We craft narratives around what we’ve witnessed, because that’s the job, right? Explaining how things came to be. Sirianni does this, this and that, so these are the keys to his success. Hurts outworks everybody, has such an incredible will to improve, so the reservations scouts had that made him a second-round draft pick are forever null and void.
Then more stuff happens, and we realize we don’t know nothin’.
Things broke the Eagles’ way last season, from the easy schedule to the playoff opponents. We acknowledged that, but mostly as a footnote, because when a team goes to the Super Bowl, nobody writes, “this is nice, but it seems kind of random in some ways, how often are you going to get 70 sacks and a bunch of takeaways, while hardly ever suffering a turnover?”
Personally, I’ve been wrong about all kinds of things regarding this year’s Eagles, starting with what it would mean to have the league’s toughest schedule.
I was the guy saying that the defensive debacle in the Super Bowl meant that you need to play the really good teams along the way, to get better, identify and fix the flaws. Instead, the 2023 schedule has broken this team, shredded cohesion and confidence, pointed out flaws that just aren’t fixable.
Once players and coaches realize something like that, it tends to go like those cartoons where the character steps off the cliff and keeps running on air, until he looks down, and, oops.
Self-confidence, trust in the guy next to you, trust in what the coaches are asking you to do — these are all as important as talent in the NFL. This is what the Eagles have lost, in three successive setbacks. I think the doubts were creeping in even before that, for a team that hasn’t really played a solid game since beating Miami back on Oct. 22.

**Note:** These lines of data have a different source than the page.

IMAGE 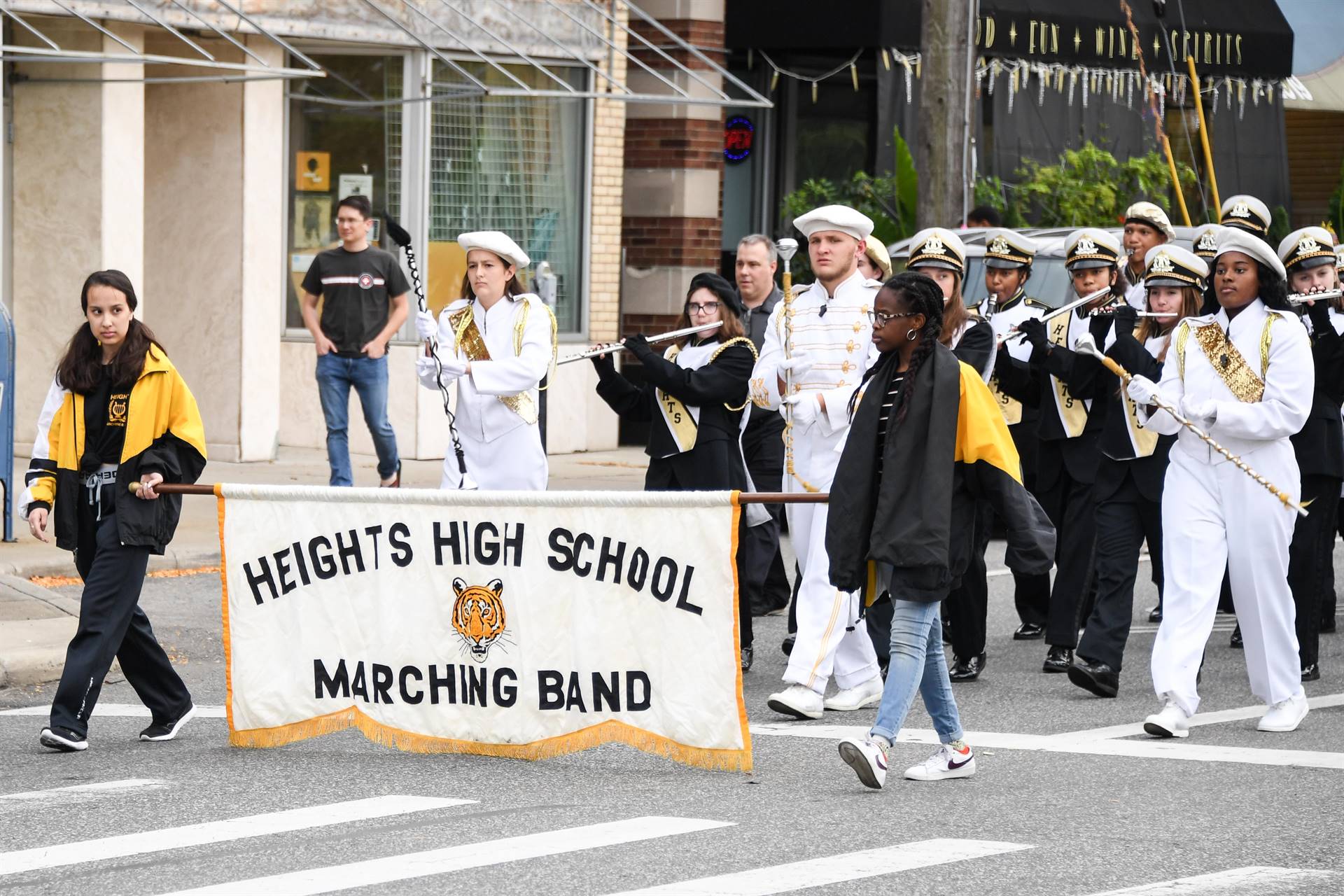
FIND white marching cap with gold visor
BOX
[1144,243,1208,289]
[457,230,532,267]
[793,206,872,239]
[1278,227,1336,270]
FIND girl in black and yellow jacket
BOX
[25,270,206,751]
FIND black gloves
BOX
[1112,302,1138,337]
[1017,317,1050,348]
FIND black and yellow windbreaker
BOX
[29,346,206,554]
[827,344,1055,602]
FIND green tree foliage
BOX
[1007,141,1196,227]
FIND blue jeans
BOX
[869,601,962,744]
[317,354,400,485]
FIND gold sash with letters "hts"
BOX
[1050,313,1087,440]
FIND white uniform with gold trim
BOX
[751,272,882,693]
[1140,300,1316,715]
[438,294,551,491]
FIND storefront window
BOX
[285,54,403,329]
[426,60,584,333]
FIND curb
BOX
[0,548,219,587]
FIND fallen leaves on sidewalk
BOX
[28,567,219,589]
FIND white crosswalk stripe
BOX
[605,839,1031,896]
[0,778,167,802]
[1094,865,1337,896]
[162,816,732,896]
[0,797,476,876]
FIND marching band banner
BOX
[215,485,751,771]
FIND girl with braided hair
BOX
[827,273,1055,788]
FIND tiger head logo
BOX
[453,579,507,662]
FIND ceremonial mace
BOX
[774,237,820,491]
[383,214,477,491]
[1074,333,1306,516]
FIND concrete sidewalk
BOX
[0,447,648,688]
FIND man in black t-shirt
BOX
[302,196,410,488]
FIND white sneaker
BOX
[840,738,887,790]
[821,676,882,712]
[1255,693,1308,732]
[1144,693,1189,738]
[906,740,976,780]
[766,685,822,719]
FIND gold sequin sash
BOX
[447,304,538,424]
[1195,321,1274,403]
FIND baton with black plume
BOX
[383,212,476,489]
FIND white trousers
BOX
[783,427,878,694]
[438,423,550,491]
[1152,440,1302,715]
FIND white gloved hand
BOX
[415,312,438,342]
[1125,376,1161,406]
[783,392,821,430]
[1180,395,1218,430]
[780,352,817,376]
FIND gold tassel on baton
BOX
[1074,333,1306,516]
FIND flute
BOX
[555,321,723,367]
[1287,289,1344,312]
[1074,333,1306,516]
[1005,286,1110,339]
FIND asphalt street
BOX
[0,547,1344,896]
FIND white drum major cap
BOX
[1214,227,1287,279]
[793,206,872,239]
[457,230,532,267]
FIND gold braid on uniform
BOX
[783,275,821,491]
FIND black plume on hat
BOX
[685,272,742,316]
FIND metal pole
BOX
[1185,57,1223,219]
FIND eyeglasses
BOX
[868,312,919,329]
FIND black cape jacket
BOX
[827,344,1055,602]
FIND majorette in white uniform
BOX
[751,206,882,719]
[1129,227,1316,738]
[1124,202,1176,312]
[419,231,555,491]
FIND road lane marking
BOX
[605,838,1032,896]
[1094,865,1332,896]
[169,816,734,896]
[0,797,476,876]
[0,703,225,719]
[751,724,1344,770]
[1054,693,1344,740]
[0,778,168,802]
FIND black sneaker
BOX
[38,728,89,752]
[140,705,196,740]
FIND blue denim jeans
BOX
[317,354,399,485]
[869,601,962,744]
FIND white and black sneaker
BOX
[140,705,196,740]
[38,728,89,752]
[906,740,976,780]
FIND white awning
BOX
[0,0,773,108]
[0,0,326,83]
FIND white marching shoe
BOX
[766,685,822,719]
[821,676,882,712]
[1144,693,1189,738]
[1255,693,1308,732]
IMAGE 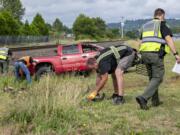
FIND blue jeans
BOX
[14,62,32,83]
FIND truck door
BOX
[81,44,98,70]
[61,45,81,72]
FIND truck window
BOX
[62,45,79,54]
[82,45,97,53]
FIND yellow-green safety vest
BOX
[139,19,170,53]
[0,47,9,60]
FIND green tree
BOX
[52,18,63,32]
[0,11,20,35]
[92,17,106,38]
[31,13,49,35]
[73,14,106,39]
[63,25,72,34]
[126,30,139,39]
[0,0,25,20]
[46,23,52,31]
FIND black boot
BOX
[152,101,163,107]
[113,95,125,105]
[136,96,149,110]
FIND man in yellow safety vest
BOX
[136,8,180,110]
[0,47,12,74]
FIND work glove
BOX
[87,91,98,101]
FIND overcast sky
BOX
[21,0,180,27]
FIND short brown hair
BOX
[154,8,165,17]
[86,58,96,65]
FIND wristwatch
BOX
[173,52,179,56]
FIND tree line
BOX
[0,0,70,36]
[0,0,141,40]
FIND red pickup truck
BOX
[31,43,103,79]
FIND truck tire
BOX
[35,66,53,80]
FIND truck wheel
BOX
[35,67,52,80]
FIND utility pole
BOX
[121,17,125,39]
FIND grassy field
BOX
[0,41,180,135]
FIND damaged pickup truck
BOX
[31,43,103,79]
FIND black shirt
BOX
[96,45,133,75]
[140,21,173,39]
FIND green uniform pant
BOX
[0,60,9,74]
[142,52,165,103]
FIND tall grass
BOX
[2,76,92,134]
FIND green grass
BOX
[0,42,180,135]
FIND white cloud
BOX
[22,0,180,26]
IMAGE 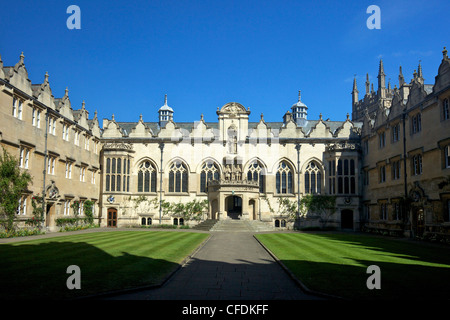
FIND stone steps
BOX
[192,219,219,231]
[210,219,273,232]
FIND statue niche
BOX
[227,124,237,154]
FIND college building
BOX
[0,49,450,235]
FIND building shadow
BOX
[0,242,179,300]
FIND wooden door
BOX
[107,208,117,228]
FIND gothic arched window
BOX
[200,162,219,192]
[138,160,156,192]
[247,161,265,193]
[276,161,293,194]
[169,162,189,192]
[305,161,322,193]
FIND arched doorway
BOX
[341,209,353,230]
[225,196,242,219]
[248,199,257,220]
[413,207,425,237]
[211,199,219,219]
[106,208,117,228]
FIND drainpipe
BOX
[402,109,412,236]
[42,109,49,228]
[159,142,164,225]
[295,143,302,219]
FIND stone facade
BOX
[352,48,450,237]
[0,54,101,230]
[0,50,450,235]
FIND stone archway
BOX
[210,199,219,220]
[341,209,353,230]
[225,196,242,219]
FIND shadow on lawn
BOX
[282,260,450,300]
[314,233,450,265]
[0,242,179,299]
[282,233,450,300]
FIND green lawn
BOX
[0,231,208,299]
[256,233,450,300]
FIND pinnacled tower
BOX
[158,94,173,128]
[291,90,308,127]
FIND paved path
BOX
[108,232,324,300]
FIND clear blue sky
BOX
[0,0,450,122]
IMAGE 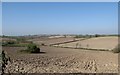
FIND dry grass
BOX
[59,37,118,50]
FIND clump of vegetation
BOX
[1,50,10,74]
[21,44,40,53]
[112,44,120,53]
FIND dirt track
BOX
[3,46,118,73]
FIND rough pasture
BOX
[59,37,118,50]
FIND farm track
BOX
[3,46,118,73]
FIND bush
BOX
[27,44,40,53]
[112,44,120,53]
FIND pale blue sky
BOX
[2,2,118,35]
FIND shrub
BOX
[112,44,120,53]
[27,44,40,53]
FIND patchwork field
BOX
[54,37,118,50]
[31,37,83,45]
[3,46,118,73]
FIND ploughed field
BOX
[3,46,118,73]
[54,36,118,50]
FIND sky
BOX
[2,2,118,35]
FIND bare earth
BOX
[59,36,118,50]
[3,46,118,73]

Yes, it was a shame defensive pass interference wasn’t called on that intercepted heave to Quez Watkins Monday night. Also, the throw was bad, Watkins didn’t fight for the ball, and the play call, at a time when the Eagles were winning and could have just kept grinding down the clock, was ridiculous.
The Eagles won a game at Kansas City because a touchdown pass clanked off the hands of a wide-open Marquez Valdes-Scantling. Fate doesn’t always bail you out. Sometimes you have to do the work yourself.
For me, that 92-yard Drew Lock touchdown drive with 1:52 left Monday night in Seattle proved that replacing Sean Desai with Matt Patricia made no difference. Cling to a couple of encouraging stats from the rest of the game if you want, but that was the game right there, and when it mattered, Patricia was just as helpless to stop the bleeding as Desai was against the Bills, 49ers and Cowboys. Against a career backup, no less.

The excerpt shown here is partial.